First of all, recycled polyester gives a second life to plastic that would otherwise go straight into landfill or our oceans. Secondly, rPET requires a lot less resources than virgin polyester even though they are almost identical in terms of quality. Production of recycled polyester requires 59 percent less energy and emits 32 percent less CO2, and slows down the demand for oil and natural gas that is needed to produce ordinary polyester.

However, there is room for improvement as recycling has its limits. Many garments are made of a mixture of polyester and other materials, which make them hard to recycle.

And let's not forget that just like virgin polyester, recycled polyester releases microplastics in the washing machine. Time to use your guppyfriend bag!

We are proud to have found an alternative to virgin polyester and reduce the consumption of plastic and polyester. 

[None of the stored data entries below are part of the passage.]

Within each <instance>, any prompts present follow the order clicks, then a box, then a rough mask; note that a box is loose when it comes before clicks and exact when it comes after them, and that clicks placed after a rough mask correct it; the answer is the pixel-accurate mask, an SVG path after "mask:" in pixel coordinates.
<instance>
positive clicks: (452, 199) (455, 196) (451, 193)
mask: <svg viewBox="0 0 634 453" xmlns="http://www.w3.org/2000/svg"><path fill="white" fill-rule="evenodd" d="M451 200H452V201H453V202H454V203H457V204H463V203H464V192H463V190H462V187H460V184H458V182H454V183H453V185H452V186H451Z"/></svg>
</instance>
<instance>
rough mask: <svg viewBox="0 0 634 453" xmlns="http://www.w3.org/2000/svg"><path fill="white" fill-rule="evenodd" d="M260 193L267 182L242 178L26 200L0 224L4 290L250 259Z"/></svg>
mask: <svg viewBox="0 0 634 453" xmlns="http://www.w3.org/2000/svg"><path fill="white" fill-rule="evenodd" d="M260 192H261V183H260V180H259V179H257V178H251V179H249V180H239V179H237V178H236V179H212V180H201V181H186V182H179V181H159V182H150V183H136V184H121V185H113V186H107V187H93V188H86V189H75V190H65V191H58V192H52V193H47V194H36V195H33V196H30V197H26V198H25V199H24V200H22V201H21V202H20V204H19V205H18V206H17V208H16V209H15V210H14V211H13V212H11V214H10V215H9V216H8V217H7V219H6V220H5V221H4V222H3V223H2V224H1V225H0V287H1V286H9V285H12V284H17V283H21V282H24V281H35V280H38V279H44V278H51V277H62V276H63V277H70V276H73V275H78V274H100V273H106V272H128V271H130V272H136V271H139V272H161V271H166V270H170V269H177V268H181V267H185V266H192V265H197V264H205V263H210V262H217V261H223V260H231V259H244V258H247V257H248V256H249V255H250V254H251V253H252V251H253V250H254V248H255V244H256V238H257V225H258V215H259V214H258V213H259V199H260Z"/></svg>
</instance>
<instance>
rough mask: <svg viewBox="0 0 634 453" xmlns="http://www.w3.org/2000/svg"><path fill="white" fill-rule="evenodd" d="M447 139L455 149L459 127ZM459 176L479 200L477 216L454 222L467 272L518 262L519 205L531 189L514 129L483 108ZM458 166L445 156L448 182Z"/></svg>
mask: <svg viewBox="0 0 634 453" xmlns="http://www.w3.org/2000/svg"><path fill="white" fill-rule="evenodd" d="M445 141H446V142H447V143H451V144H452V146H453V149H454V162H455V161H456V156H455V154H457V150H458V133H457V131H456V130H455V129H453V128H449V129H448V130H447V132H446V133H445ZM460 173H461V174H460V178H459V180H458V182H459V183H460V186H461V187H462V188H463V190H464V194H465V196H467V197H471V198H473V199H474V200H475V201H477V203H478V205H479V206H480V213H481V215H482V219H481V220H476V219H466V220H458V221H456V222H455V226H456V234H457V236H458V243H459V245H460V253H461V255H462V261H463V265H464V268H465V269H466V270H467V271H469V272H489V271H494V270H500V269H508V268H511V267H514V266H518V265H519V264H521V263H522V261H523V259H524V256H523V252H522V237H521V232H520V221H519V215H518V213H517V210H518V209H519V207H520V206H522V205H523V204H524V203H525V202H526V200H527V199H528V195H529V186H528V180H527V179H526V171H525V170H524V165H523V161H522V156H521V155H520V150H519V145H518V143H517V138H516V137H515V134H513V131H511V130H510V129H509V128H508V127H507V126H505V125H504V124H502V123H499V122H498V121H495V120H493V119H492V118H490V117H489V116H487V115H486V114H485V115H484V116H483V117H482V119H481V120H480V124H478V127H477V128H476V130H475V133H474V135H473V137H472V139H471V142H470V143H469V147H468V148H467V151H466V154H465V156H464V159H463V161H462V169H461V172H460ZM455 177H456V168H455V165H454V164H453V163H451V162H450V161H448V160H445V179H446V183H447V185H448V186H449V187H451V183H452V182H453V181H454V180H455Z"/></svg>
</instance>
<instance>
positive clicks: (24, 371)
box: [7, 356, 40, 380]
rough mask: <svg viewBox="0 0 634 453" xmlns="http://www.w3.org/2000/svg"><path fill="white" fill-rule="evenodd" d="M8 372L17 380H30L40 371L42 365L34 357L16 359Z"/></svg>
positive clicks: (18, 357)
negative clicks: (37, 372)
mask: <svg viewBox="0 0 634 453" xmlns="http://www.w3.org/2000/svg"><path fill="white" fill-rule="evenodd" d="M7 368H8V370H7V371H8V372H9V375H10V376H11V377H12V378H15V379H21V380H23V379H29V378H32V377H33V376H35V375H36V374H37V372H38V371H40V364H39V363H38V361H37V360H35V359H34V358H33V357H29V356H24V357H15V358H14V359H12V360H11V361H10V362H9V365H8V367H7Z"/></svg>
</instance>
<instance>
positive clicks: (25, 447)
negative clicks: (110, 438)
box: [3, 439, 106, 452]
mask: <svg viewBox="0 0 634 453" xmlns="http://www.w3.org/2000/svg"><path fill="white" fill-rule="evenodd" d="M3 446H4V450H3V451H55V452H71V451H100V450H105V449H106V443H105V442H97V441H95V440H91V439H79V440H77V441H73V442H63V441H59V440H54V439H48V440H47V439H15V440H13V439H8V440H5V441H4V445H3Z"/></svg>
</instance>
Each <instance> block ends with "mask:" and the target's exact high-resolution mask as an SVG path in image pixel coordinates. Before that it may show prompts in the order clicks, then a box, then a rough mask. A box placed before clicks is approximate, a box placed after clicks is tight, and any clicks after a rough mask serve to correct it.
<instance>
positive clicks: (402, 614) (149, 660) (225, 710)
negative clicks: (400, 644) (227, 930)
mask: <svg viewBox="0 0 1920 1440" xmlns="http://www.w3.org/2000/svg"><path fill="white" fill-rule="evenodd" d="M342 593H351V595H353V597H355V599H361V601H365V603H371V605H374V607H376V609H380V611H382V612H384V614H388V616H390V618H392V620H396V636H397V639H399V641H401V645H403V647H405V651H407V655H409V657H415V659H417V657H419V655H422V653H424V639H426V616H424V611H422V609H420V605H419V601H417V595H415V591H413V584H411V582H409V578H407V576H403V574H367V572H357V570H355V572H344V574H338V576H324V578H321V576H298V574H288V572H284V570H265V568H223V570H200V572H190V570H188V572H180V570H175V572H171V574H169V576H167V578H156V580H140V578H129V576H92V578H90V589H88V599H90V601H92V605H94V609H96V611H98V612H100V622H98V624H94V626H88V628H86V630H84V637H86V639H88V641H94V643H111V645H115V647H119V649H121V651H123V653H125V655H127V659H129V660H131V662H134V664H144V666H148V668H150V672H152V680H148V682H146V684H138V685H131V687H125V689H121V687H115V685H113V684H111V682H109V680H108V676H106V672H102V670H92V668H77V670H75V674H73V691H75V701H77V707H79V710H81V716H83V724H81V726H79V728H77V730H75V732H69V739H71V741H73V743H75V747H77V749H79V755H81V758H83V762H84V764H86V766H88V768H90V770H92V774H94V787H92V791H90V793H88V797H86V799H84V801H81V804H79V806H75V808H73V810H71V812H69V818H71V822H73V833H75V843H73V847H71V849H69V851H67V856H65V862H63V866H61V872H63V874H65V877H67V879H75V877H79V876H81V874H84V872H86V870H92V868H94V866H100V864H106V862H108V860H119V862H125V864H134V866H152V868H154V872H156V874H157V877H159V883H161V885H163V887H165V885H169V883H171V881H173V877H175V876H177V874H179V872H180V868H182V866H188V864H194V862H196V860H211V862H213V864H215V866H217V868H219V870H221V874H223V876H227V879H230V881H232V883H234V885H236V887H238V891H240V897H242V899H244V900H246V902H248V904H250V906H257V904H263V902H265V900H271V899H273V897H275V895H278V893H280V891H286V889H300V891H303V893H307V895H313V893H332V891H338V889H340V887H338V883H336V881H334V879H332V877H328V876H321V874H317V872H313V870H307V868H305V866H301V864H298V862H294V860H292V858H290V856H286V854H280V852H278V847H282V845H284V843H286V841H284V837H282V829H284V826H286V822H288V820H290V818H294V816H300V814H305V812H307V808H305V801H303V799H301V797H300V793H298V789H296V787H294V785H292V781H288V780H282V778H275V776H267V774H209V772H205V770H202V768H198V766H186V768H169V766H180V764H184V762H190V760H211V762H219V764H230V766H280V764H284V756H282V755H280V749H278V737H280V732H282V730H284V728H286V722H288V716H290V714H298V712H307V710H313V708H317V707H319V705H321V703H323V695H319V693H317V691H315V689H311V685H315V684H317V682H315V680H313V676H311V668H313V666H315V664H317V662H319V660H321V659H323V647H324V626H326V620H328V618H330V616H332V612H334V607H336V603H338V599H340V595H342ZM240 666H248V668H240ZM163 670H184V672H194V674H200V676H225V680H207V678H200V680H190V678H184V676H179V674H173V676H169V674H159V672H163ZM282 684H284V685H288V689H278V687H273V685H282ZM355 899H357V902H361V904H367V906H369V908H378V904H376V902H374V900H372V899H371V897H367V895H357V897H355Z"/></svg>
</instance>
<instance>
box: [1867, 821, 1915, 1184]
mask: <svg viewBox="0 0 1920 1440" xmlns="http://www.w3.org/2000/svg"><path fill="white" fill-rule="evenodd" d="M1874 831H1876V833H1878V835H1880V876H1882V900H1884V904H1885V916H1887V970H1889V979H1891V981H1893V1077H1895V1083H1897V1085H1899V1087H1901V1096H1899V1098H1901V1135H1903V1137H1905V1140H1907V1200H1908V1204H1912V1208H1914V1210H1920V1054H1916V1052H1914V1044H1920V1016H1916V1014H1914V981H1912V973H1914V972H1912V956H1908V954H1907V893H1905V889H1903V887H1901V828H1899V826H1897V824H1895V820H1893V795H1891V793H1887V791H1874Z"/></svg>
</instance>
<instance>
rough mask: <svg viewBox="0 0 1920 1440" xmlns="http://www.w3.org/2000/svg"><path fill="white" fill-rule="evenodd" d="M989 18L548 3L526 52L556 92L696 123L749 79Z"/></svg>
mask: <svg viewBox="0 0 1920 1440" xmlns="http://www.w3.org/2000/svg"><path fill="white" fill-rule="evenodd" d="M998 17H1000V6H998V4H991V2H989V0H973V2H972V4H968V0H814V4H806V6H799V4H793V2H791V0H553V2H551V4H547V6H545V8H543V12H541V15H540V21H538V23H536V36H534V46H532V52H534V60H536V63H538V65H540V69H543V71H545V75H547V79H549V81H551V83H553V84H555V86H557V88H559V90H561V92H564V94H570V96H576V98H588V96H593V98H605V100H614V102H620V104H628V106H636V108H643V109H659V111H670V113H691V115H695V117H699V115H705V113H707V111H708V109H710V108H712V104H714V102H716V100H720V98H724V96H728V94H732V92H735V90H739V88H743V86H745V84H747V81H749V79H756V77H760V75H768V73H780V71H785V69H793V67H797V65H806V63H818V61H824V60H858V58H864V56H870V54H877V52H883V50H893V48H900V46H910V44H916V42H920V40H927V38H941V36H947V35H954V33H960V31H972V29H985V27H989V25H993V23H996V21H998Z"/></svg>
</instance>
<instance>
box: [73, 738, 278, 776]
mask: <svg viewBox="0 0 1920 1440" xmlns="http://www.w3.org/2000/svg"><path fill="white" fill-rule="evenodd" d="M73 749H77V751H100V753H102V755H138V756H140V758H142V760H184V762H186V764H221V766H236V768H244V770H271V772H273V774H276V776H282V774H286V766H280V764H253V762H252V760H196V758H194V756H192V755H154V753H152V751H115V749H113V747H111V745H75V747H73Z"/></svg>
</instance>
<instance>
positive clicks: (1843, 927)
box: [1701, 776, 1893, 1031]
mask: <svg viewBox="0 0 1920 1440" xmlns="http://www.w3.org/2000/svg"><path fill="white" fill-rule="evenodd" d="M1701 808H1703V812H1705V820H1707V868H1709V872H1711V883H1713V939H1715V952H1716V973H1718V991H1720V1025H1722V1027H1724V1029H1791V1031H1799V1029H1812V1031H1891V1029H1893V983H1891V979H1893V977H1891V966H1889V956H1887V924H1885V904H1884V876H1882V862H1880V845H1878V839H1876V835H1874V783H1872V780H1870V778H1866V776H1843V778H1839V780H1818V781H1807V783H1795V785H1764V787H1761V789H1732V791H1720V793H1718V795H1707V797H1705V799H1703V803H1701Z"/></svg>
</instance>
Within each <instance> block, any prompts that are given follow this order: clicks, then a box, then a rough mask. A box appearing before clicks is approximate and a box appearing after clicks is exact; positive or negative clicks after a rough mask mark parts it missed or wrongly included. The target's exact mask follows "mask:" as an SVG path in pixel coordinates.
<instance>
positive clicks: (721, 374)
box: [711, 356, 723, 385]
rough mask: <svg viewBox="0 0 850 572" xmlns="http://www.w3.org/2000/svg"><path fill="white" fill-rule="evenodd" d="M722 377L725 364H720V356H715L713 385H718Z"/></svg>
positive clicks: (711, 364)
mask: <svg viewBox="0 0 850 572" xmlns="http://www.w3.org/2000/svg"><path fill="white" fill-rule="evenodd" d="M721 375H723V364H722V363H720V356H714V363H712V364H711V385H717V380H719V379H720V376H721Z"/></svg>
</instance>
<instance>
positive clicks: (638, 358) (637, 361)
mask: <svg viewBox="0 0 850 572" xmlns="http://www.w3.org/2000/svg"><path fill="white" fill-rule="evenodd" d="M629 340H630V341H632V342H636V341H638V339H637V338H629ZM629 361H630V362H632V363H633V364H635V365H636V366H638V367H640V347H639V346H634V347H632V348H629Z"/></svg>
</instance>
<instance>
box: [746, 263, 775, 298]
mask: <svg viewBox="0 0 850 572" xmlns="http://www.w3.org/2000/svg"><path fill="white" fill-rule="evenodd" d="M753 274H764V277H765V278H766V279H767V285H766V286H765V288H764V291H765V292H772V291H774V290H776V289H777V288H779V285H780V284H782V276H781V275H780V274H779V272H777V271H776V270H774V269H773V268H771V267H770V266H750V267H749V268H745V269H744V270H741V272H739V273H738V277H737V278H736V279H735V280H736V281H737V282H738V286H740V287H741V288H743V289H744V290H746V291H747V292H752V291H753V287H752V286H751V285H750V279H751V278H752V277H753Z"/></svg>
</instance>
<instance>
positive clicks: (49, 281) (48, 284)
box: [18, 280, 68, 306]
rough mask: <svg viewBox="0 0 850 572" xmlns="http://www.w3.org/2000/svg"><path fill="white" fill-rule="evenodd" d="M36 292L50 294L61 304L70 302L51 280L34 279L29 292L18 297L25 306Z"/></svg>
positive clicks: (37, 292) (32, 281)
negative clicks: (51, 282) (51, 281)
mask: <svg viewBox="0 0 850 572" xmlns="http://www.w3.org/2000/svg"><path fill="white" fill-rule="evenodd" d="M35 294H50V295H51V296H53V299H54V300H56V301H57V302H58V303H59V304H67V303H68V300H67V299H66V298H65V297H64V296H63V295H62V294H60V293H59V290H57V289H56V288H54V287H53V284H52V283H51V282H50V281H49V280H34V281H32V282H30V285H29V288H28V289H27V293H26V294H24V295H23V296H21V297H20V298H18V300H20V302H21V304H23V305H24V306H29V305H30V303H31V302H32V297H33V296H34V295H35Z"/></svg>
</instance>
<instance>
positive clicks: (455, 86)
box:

And yes, the cost of a spool of recycled polyester yarn is ten times more expensive than virgin polyester, but we are convinced that it is worth it. What about you?

What can YOU do?

  1. Avoid buying polyester clothing. 
  2. Opt for recycled polyester in raincoats or athletic wear. That way, you slow down the demand for virgin polyester.
  3. If you own (recycled) polyester clothing, use a guppyfriend bag in the washing machine; it recovers microplastics and stops their journey towards our oceans. Important: don’t ever wash your guppyfriend bag, as that would just release the microplastics into the wastewater.